Drug regulators haven’t done enough to force disclosure of financial conflicts of interest among the researchers who conduct clinical trials of medications and medical devices, according to a U.S. government investigation. A total of 42 percent of marketing applications approved by the U.S. Food and Drug Administration were missing financial information that was supposed to be submitted by drug and device makers, according to a report today by the Health and Human Services Department’s inspector general. The FDA didn’t act against the companies, the report said.

Financial connections between companies that make drugs and devices and the doctors and other researchers who test them on humans may compromise the safety of patients in studies and the integrity of the results, according to the inspector general’s report. Lawmakers, led by Senator Charles Grassley, a Republican from Iowa, have raised concern that financial conflicts of interest among doctors and manufacturers may influence prescribing decisions.

The FDA has fallen a long way since 1962, when legendary Senator Estes Kefauver championed its expansion, insisting that it was the federal government’s responsibility to protect the public by ensuring that prescription drugs were both safe and efficacious. The FDA has for decades been playing footsy with the drug industry, and it reached new lows under George W. Bush, as fundamentalist Christianity became yet another force undermining the agency’s work. Bush’s appointments to the FDA leadership included a veterinarian who presided over the Vioxx scandal and stalled the Plan B pill, and a faith-based gynecologist who refused to prescribe contraceptives to married women and advised prayer as a treatment for many female ailments.

In a 2006 survey of FDA employees, more than 40 percent said they knew of cases in which political appointees had interfered with agency decisions. At that time, more than 100 whistleblower cases were also pending at the agency. Some things will now surely change at the FDA–but how much, and how soon?

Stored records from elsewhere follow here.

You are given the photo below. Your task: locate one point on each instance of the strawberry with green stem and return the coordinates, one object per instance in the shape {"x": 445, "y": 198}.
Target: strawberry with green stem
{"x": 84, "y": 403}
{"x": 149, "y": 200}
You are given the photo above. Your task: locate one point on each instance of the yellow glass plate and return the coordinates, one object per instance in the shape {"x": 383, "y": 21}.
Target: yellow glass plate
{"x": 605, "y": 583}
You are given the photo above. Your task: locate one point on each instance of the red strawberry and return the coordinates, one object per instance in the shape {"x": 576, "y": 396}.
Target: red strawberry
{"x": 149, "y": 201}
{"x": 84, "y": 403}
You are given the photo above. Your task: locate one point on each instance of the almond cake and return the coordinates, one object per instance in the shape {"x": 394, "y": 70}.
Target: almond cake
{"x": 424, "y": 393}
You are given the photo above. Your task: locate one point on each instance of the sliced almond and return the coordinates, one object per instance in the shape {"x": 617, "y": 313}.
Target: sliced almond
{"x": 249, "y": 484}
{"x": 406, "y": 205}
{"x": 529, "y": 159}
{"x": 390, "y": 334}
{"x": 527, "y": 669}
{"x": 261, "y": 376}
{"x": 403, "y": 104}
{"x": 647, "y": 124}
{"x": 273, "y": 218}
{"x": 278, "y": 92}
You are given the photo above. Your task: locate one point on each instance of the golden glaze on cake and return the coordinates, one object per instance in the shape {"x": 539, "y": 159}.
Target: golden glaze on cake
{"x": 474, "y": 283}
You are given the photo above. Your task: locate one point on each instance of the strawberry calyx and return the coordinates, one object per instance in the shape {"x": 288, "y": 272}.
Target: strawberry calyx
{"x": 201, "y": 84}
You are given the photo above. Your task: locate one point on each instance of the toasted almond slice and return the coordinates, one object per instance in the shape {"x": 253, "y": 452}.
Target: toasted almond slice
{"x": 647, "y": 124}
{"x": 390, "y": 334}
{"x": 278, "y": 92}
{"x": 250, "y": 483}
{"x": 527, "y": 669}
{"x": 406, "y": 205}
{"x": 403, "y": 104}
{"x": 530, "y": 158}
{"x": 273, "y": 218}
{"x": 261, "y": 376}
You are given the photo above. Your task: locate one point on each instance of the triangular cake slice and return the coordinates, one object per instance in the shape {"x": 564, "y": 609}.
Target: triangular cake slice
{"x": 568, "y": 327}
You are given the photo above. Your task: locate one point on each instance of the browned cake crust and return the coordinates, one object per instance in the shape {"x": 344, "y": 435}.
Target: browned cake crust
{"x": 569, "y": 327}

Obama has yet to announce his nominee for FDA commissioner, but HHS Secretary Tom Daschle talked about the agency at confirmation hearings earlier this month, promising “to ensure that trust in FDA is restored as the leading science-based regulatory agency in the world. …I will send a clear message from the top that the President and I expect key decisions at the FDA to be made on the basis of science–period.”

It’s true that we’re unlikely to see prayer meetings in Tom Daschle’s HHS. But independence from Big Pharma is another story. Since leaving Congress, Daschle has been working as an “adviser” to health care industry clients, including at the law and lobbying firm Alston & Bird. As the New York Times reported at the time his nomination:

Although not a registered lobbyist, Mr. Daschle, a South Dakota Democrat who was party leader in the Senate, provides strategic advice to the firm’s clients about how to influence government policy or actions….As examples of the firm’s achievements the Web site lists matters involving Medicare and Medicaid reimbursements, approvals of federally regulated drugs and medical products, fraud investigations, medical waste disposal, privacy and other compliance issues.

On the day Tom Daschle was nominated, the Washington Post‘s “The Ticker” blog reported:

According to Wall Street, Tom Daschle is a good choice to be the new secretary of the Department of Health and Human Services. Shares of the big drugmakers–Pfizer, Eli LIlly, Merck, GlaxoSmithKline and AstraZeneca–are all trading up from their opening this morning.